Experimental adaptation of native parasitoids to the invasive insect pest, Drosophila suzukii

The spread of invasive pests is increasing due to greater global transportation and climate change-mediated range shifts. In a new community, these invasive species provide a novel resource that native predators or parasitoids can evolve to utilise. For invasive agricultural pests, this could provide top-down control; however, initial attack rates on invasive species in the wild are generally low. The potential for rapid adaptive evolution of native species to improve developmental success on invasive species is unknown. We address this by focusing on Drosophila suzukii, a polyphagous invasive pest, and two cosmopolitan Drosophila parasitoids found in North America prior to the arrival of D. suzukii (Pachycrepoideus vindemiae and Trichopria drosophilae). We experimentally evolved three replicate populations of both species on D. suzukii and the cosmopolitan D. melanogaster, a common host for both parasitoids. We found evidence that P. vindemiae increased developmental success by 88% (95% credible intervals = [-14%, 254%]) and T. drosophilae increased developmental success by 259% [38%, 711%] on D. suzukii after only three generations of selection, despite very low founding sizes of 2 and 30 wasps, respectively.
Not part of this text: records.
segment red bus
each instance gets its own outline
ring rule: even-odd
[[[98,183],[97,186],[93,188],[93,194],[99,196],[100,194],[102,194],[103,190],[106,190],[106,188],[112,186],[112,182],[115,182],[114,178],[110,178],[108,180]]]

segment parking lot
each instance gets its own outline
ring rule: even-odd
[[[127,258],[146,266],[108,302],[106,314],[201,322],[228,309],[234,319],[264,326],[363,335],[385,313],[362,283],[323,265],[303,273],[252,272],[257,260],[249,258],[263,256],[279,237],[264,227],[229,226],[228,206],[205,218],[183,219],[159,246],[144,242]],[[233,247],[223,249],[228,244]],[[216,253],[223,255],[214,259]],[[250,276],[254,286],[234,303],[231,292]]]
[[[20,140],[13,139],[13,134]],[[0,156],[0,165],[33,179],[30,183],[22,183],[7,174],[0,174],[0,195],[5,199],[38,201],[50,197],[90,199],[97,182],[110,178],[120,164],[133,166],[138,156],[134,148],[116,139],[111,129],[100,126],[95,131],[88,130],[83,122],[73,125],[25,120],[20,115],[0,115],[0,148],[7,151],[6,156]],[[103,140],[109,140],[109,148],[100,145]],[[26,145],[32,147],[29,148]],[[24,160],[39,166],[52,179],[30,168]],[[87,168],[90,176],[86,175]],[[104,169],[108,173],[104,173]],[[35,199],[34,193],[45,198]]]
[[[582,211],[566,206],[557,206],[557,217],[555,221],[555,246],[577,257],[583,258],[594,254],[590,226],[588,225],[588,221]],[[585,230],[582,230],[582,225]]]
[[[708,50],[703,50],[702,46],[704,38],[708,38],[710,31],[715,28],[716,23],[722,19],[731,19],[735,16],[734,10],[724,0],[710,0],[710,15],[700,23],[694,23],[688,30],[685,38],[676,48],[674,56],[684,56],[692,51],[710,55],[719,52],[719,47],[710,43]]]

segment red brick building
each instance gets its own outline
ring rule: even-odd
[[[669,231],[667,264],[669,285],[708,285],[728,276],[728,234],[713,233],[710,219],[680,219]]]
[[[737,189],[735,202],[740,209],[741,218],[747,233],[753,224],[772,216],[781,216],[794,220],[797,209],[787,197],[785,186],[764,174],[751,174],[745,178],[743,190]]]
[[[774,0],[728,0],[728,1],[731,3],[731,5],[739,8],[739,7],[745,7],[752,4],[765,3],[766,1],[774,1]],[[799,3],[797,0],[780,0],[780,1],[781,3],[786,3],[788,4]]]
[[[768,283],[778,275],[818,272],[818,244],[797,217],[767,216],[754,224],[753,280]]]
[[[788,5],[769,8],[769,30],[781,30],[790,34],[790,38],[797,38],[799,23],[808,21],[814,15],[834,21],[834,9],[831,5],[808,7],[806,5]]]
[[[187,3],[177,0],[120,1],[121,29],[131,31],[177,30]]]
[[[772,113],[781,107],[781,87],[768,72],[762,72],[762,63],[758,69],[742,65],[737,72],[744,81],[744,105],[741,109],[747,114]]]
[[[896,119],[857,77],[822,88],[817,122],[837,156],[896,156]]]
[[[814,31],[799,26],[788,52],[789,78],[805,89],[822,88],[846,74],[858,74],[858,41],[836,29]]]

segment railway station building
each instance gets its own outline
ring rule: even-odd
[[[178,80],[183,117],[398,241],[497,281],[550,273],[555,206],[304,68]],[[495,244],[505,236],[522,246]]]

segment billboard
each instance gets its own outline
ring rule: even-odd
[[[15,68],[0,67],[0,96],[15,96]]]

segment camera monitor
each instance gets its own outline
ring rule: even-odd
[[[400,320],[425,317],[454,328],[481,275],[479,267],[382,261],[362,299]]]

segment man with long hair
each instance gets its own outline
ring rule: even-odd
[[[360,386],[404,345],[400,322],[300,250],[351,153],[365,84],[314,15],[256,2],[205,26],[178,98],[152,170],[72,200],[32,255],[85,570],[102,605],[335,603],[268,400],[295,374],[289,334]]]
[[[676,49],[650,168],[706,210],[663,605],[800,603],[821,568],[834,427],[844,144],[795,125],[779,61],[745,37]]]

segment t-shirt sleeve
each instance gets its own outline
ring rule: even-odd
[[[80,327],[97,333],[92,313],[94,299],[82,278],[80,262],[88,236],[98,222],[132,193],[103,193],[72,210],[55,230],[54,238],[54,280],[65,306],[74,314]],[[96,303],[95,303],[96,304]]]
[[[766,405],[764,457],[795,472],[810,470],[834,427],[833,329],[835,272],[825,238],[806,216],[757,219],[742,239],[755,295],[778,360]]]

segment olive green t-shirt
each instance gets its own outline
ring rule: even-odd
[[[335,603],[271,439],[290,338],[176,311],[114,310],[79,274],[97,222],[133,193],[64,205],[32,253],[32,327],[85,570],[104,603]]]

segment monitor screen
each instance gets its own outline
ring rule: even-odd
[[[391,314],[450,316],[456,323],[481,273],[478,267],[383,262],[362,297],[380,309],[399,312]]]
These results demonstrate that rapid evolution of increased virulence is possible even from low genetic diversity, with implications for integrating evolutionary techniques into biological control of invasive species.

Automated summary

The spread of invasive pests is increasing due to global transportation and climate change. In a new community, native predators and parasitoids can evolve to utilize these invasive species. In our experiment, we found that native parasitoids rapidly evolved increased developmental success on an invasive pest, even from low genetic diversity, which has implications for biological control of invasive species.